Namanya juga cerita imajinasi... jangan pernah dimasukkan ke hati..
Kemarin
malam, ayahnya hanya berkata,” kamu benar-benar cari mati dengan membuat
keputusan perpisahan walau sementara, Minho ..
apa kamu lupa dengan perjanjian yang sudah kita tandatangani??”
Dia
terlalu polos, ya.. dia terlalu jujur dengan kata hatinya, yang kemudian
dikatakan tidak tepat waktu, karena kondisi wanita yang sedang hamil sebaiknya
tidak menerima tekanan emosi.
“Kesalahanku sudah berkali-kali..
Kohashi-san.. pasti akan sangat marah padaku.. mungkin tak mengampuni aku
lagi,” keluh Minho dengan suara pelan, membicarakan mertuanya.

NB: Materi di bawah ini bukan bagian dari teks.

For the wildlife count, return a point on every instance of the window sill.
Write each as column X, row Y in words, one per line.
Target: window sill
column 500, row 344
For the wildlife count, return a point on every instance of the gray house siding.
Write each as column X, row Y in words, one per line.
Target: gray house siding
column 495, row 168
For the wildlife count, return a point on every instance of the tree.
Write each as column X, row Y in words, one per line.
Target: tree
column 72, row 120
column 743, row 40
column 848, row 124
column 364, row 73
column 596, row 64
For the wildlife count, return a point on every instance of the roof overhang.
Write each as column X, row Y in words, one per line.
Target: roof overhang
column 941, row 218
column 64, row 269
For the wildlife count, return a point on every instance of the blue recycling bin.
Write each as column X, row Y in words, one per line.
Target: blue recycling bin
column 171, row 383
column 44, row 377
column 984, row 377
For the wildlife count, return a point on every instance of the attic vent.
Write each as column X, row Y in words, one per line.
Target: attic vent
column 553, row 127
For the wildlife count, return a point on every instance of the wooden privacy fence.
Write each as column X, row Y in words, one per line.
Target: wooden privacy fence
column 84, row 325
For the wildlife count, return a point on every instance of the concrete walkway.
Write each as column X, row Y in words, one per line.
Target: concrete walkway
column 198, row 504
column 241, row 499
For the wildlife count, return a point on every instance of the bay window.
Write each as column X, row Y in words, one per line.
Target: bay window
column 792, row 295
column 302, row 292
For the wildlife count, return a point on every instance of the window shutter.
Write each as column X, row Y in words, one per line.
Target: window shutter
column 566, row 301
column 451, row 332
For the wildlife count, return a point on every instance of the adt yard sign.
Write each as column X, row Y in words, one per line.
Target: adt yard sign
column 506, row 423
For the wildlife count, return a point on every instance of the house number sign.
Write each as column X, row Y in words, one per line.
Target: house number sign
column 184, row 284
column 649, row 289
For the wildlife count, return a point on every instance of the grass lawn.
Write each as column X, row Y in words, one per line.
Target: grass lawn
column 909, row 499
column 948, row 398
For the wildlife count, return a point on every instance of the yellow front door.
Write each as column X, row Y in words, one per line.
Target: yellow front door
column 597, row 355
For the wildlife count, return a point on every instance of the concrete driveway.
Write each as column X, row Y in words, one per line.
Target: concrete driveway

Dia malas mengangkat kepalanya, ditundukkan
saja, berbantal satu tangannya yang terlipat.
”Aku begini karena bingung.. bingung..
bagaimana rasanya menjadi seorang yang harus bertanggung jawab untukmu, Aiko
chan.. juga untuk anak kita... ”
Waktu bagai terhenti. Senyap, kelu, tanpa
sepatah kata apapun keluar dari mulut Minho. Semangat hidupnya sudah mulai
turun.
.....................................
”Perlukah aku membatalkan perjanjian ini??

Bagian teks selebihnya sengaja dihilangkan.